Дверь комнаты, в которой спали Авдотья и Степанида, была не заперта. Она не закрывалась — застопорилась на полпути, и я не рискнула ее дергать, лишь просунула в щель голову. Лука должен был привезти доктора, но поехал ли доктор в такую пору или отвесил моему старосте тумака и прогнал взашей? Да и ездят ли доктора к крепостным, а Лука просто не стал мне возражать?
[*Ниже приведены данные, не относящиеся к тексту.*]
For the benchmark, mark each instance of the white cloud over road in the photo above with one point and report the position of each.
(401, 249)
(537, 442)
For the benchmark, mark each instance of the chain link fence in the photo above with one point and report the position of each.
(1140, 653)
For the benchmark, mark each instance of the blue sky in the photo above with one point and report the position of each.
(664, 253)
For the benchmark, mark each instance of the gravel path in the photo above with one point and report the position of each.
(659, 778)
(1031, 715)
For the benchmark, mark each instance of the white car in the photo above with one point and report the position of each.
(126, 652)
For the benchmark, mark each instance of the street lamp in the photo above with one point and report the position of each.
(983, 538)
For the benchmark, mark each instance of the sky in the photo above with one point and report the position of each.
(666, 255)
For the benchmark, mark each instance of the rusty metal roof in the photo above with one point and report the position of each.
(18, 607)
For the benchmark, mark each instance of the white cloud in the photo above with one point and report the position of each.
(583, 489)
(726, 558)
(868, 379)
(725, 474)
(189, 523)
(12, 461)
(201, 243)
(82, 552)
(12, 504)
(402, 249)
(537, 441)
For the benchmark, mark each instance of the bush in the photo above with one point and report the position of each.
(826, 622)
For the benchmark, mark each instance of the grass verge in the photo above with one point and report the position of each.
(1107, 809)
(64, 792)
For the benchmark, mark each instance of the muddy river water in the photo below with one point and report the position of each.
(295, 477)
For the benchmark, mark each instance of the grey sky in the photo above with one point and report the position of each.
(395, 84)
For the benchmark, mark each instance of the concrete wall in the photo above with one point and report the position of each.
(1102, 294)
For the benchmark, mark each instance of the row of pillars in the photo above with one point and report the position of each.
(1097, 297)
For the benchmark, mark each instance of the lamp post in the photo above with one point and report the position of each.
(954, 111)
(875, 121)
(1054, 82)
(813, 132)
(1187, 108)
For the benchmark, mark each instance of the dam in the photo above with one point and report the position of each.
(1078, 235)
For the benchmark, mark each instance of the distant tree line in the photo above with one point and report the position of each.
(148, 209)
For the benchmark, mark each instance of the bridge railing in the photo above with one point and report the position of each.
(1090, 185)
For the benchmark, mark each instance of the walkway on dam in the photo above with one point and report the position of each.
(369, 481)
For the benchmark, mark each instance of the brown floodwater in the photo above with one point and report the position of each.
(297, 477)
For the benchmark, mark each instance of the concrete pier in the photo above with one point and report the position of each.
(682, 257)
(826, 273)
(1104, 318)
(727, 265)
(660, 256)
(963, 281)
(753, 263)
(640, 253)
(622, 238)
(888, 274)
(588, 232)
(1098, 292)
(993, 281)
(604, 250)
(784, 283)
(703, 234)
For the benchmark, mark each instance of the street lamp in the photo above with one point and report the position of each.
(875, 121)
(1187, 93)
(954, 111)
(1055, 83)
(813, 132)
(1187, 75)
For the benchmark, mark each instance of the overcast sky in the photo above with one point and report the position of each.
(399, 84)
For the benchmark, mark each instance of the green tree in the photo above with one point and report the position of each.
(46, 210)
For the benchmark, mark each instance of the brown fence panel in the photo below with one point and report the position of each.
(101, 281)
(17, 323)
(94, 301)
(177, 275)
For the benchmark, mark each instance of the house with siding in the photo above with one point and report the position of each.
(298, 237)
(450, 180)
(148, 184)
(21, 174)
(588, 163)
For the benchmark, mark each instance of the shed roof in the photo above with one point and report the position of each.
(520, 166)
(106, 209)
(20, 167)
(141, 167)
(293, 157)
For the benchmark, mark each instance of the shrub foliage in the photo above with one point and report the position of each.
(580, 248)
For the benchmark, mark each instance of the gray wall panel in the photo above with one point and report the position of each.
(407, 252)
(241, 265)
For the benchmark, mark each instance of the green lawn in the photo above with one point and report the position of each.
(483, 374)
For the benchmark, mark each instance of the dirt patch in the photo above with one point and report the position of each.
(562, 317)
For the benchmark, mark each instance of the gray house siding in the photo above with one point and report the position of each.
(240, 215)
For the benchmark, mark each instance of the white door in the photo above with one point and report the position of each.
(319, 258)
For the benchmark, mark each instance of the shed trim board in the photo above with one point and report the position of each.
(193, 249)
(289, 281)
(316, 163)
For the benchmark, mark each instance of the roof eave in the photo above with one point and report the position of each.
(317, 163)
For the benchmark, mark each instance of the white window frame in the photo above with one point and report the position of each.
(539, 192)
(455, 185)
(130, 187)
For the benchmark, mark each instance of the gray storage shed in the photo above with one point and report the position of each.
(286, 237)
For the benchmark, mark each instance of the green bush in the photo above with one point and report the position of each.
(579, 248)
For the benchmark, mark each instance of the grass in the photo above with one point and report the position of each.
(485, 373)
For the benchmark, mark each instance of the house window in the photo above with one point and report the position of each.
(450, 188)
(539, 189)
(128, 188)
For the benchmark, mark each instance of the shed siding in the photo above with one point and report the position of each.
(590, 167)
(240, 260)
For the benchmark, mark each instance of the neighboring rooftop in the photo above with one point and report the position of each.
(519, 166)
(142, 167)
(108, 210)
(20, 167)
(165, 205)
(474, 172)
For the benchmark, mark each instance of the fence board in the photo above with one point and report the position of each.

Женщины спокойно спали вдвоем на одной кровати, одетые, под шум дождя и разошедшейся не на шутку грозы. Я подумала, как же странно, у людей столь разнятся понятия о главном — добре и зле; и еще: как вяжется то, что мне рассказали о Степаниде, и то, что она просила не забирать ее у мужа?
Чувство вины? Бьет, значит, любит? Ничего нового вроде бы, и все же: тут тоже что-то не так.
Еще долго я сидела в своей комнате, уже раздетая, в стареньком халатике не по размеру. Может быть, с чужого плеча. Может, когда-то его носила моя покойная мать. Или богатая родственница скинула — держи, убоже. Я просматривала договоры, выписывала старой испорченной серебряной ручкой-пером корявые цифры, пыталась что-то понять до тех пор, пока свеча не принялась трещать, оплавившись, а мои глаза не начали слипаться.